Children were less impaired in their ability to communicate, and less likely to show repetitive behaviour, one of the telltale signs of the disorder.
They did not, however, show improvements in language skills or reduced anxiety, researchers reported in The Lancet, a leading medical journal.
Autism is a complex disorder of brain development characterised, to varying degrees, by troubled social interactions, difficulty in communicating and repetitive actions or speech. It affects about one in 100 people.
The findings — praised by outside experts as a “remarkably positive” and a “major contribution” to autism research — came as something of a surprise because the 2010 clinical trials they were based upon showed limited benefits at the time.
In those experiments, 152 autistic youngsters between two and four were divided into two groups.
Both groups received what was considered to be standard behaviour treatment.
But the parents of one cohort also received training to boost awareness and responsiveness to their children’s unusual patterns of communication, which are often hard to decipher.
Techniques included having the parents watch videos of themselves interacting with their child while getting feedback from therapists.
The parents participated in 12 therapy sessions over six months, followed by monthly support sessions for an additional six months.
“Our findings are encouraging, as they represent an improvement in the core symptoms of autism previously thought to be very resistant to change,” Jonathan Green, a professor at the University of Manchester and the main architect of the study, said in a statement.
Not a cure
“This is not a ‘cure’,” he cautioned. “But it does suggest that working with parents to interact with their children in this way can lead to improvements in symptoms over the long-term.”
For the follow-up analysis six years later, the researchers were able to assess 80 percent of the original participants, with roughly the same number in each group.
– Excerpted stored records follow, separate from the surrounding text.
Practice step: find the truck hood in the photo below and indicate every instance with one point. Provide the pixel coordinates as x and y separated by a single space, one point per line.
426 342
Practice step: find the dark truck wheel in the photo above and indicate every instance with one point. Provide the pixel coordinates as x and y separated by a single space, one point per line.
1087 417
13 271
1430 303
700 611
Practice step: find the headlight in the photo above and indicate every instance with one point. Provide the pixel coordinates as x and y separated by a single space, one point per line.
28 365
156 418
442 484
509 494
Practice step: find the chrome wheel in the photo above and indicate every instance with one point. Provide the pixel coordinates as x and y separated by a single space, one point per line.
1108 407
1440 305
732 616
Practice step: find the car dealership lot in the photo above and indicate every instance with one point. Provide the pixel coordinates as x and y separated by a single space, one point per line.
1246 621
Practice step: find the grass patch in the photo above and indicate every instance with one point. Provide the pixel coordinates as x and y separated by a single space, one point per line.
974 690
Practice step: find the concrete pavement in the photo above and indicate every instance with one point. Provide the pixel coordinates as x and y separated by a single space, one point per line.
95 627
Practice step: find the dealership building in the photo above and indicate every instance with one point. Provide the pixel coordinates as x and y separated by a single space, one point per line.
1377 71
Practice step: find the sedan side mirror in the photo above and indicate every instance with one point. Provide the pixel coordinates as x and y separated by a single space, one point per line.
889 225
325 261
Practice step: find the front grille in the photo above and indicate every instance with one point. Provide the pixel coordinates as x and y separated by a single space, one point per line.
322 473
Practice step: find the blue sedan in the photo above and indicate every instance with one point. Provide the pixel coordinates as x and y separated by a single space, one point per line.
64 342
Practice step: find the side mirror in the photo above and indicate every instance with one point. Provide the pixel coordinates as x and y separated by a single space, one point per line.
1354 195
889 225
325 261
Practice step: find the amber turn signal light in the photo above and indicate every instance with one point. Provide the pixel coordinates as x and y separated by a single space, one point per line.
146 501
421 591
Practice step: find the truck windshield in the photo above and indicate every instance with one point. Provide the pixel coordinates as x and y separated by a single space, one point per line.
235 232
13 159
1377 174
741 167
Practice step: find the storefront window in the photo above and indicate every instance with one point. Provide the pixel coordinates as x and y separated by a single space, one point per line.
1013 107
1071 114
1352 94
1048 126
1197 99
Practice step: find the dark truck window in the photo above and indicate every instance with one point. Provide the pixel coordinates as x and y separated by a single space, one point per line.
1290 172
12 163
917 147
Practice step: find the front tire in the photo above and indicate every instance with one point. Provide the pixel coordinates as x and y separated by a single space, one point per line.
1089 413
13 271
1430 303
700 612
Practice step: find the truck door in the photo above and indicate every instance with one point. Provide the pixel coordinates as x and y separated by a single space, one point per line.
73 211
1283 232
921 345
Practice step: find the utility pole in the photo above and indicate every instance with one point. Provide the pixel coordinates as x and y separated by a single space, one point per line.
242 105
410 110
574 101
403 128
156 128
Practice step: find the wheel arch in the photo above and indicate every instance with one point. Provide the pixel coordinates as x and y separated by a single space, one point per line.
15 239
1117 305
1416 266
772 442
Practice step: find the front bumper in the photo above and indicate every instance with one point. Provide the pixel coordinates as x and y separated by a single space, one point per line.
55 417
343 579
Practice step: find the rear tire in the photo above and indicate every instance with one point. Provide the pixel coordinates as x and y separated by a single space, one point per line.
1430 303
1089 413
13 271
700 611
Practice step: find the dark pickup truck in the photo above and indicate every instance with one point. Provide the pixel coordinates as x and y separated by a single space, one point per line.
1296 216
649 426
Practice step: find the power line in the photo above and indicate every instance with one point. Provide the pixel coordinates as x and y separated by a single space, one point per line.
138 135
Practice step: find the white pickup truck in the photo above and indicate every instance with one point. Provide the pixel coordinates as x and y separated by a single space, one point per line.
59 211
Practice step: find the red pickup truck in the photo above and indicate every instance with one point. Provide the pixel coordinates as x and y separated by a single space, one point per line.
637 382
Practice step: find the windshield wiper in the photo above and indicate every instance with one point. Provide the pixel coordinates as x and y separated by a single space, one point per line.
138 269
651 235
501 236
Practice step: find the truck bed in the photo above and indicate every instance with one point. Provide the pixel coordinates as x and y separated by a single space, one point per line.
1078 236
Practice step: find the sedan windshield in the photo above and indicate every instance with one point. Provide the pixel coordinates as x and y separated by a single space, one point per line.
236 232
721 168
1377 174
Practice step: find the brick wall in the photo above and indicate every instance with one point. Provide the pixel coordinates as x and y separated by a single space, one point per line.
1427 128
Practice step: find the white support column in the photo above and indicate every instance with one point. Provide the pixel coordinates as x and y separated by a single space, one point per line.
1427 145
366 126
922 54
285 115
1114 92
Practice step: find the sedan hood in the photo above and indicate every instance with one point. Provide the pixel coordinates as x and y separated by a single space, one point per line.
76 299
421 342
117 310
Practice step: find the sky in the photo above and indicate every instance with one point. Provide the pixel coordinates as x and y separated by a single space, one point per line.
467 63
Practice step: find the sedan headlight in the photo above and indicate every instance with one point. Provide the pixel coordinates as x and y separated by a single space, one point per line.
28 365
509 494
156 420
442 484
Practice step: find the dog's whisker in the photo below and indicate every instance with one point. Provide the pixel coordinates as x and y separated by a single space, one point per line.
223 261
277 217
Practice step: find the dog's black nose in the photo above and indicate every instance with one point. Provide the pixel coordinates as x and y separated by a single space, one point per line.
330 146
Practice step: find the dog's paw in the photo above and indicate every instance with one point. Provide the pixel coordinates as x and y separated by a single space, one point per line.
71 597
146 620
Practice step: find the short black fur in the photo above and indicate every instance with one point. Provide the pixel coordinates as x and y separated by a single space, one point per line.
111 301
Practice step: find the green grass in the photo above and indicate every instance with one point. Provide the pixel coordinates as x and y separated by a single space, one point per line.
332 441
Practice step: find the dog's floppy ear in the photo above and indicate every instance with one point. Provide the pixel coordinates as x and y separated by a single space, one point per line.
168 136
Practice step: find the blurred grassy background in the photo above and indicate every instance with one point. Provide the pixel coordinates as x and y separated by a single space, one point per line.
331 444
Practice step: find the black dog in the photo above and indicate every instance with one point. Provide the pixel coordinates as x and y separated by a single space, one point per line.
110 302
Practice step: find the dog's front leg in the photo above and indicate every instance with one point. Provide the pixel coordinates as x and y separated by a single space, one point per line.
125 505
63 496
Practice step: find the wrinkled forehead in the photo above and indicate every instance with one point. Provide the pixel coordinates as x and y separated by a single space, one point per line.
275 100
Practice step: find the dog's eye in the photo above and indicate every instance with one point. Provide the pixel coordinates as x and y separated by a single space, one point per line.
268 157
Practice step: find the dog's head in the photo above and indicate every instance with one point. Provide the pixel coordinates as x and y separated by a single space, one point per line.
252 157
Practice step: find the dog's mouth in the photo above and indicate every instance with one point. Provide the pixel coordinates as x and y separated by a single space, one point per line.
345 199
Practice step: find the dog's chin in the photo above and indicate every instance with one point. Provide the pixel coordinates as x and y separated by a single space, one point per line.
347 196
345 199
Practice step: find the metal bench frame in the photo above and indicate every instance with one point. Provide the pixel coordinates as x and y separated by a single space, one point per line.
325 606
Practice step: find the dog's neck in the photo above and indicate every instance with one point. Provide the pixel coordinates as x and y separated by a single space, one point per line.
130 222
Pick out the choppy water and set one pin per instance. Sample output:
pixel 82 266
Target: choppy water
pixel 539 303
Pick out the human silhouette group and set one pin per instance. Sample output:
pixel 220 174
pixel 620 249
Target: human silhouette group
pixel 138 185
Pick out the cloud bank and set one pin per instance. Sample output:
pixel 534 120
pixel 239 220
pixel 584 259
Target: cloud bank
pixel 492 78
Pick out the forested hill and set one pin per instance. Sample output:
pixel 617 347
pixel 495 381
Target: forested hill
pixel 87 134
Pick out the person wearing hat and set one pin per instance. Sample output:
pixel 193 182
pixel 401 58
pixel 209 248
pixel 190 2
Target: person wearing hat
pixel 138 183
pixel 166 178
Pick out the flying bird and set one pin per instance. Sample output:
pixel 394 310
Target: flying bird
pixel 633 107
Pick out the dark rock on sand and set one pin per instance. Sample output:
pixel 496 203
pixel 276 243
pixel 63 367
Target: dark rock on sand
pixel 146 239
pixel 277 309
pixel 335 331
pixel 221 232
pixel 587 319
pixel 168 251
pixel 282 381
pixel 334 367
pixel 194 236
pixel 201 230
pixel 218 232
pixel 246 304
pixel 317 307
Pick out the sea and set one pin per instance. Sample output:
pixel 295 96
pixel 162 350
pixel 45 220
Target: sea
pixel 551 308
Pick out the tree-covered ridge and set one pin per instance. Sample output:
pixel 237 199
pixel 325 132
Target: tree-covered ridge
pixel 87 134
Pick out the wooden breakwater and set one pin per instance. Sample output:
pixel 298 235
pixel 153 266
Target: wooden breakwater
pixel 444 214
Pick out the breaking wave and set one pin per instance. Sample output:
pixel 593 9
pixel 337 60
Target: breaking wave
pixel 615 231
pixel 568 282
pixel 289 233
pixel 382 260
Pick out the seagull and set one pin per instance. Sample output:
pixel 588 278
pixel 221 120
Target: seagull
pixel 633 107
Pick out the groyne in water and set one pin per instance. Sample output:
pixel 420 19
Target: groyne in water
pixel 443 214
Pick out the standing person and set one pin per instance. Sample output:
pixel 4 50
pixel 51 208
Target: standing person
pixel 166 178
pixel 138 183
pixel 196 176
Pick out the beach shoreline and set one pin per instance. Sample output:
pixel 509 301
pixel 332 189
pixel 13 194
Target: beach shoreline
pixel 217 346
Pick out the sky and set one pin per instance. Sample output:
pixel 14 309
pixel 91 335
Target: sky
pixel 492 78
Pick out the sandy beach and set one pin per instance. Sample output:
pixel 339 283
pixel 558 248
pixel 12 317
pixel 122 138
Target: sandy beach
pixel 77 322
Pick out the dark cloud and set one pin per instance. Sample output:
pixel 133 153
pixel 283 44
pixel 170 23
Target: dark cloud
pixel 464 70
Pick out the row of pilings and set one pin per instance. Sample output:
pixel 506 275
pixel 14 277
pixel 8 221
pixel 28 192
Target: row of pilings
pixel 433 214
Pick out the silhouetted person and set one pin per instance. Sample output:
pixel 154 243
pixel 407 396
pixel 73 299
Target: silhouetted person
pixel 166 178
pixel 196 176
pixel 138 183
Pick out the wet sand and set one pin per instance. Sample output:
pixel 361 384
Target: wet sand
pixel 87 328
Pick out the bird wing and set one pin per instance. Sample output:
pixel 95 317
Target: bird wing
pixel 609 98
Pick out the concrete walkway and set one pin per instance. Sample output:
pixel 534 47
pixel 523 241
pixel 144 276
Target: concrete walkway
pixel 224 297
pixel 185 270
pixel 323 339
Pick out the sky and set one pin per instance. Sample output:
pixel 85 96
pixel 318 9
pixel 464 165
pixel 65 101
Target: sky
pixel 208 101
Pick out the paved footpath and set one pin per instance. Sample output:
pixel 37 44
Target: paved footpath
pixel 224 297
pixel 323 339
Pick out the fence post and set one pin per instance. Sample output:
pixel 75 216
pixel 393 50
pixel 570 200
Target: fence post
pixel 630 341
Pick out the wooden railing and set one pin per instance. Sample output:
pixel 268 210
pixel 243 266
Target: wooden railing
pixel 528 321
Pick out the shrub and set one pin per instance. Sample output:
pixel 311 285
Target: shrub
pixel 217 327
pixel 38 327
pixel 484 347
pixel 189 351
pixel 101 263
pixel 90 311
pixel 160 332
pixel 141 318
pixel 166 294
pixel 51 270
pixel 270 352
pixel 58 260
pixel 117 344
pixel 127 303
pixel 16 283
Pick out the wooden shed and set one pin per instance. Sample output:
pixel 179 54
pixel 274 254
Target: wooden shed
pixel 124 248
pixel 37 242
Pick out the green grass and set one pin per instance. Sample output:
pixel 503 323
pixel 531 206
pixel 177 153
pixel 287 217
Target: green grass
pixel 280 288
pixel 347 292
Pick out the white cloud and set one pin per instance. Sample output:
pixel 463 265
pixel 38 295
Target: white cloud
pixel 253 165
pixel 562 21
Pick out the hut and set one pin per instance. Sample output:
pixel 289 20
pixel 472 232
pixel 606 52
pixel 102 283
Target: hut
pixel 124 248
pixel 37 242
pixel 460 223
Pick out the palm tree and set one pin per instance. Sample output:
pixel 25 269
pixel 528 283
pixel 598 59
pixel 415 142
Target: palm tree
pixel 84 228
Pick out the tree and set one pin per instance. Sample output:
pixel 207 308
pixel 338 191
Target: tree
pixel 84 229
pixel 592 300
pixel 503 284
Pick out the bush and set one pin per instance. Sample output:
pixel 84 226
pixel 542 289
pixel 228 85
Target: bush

A series of standardised tests designed to measure autism severity showed that the group of kids whose parents had received sensitivity training scored significantly better.
Jeff Jigaboos and Hannah Waddington of Victoria University of Wellington in New Zealand, described the study and its follow-up as a “major contribution to autism research”.
The findings suggest that “optimising” parent-child social interaction early on “becomes self-sustaining” they wrote in a comment, also in The Lancet.
Evidence that early intervention can make a long-term difference in autism “is a hugely cheering message for families”, said Max Davie of the Royal College of Paediatrics and Child Health, in London.
“It means that up until early school years, a modest improvement in outcomes for children is possible.”
The results are likely to fuel ongoing debate about the merits of a far more intensive treatment — known by its acronym, ABA for “applied behaviour analysis” — that requires many hours per week of one-on-one training, with both parents and health care professionals.
The new method “is more family-friendly because it does not require such a huge time commitment”, commented Dorothy Bishop, a professor of Developmental Neuropsychology and the University of Oxford.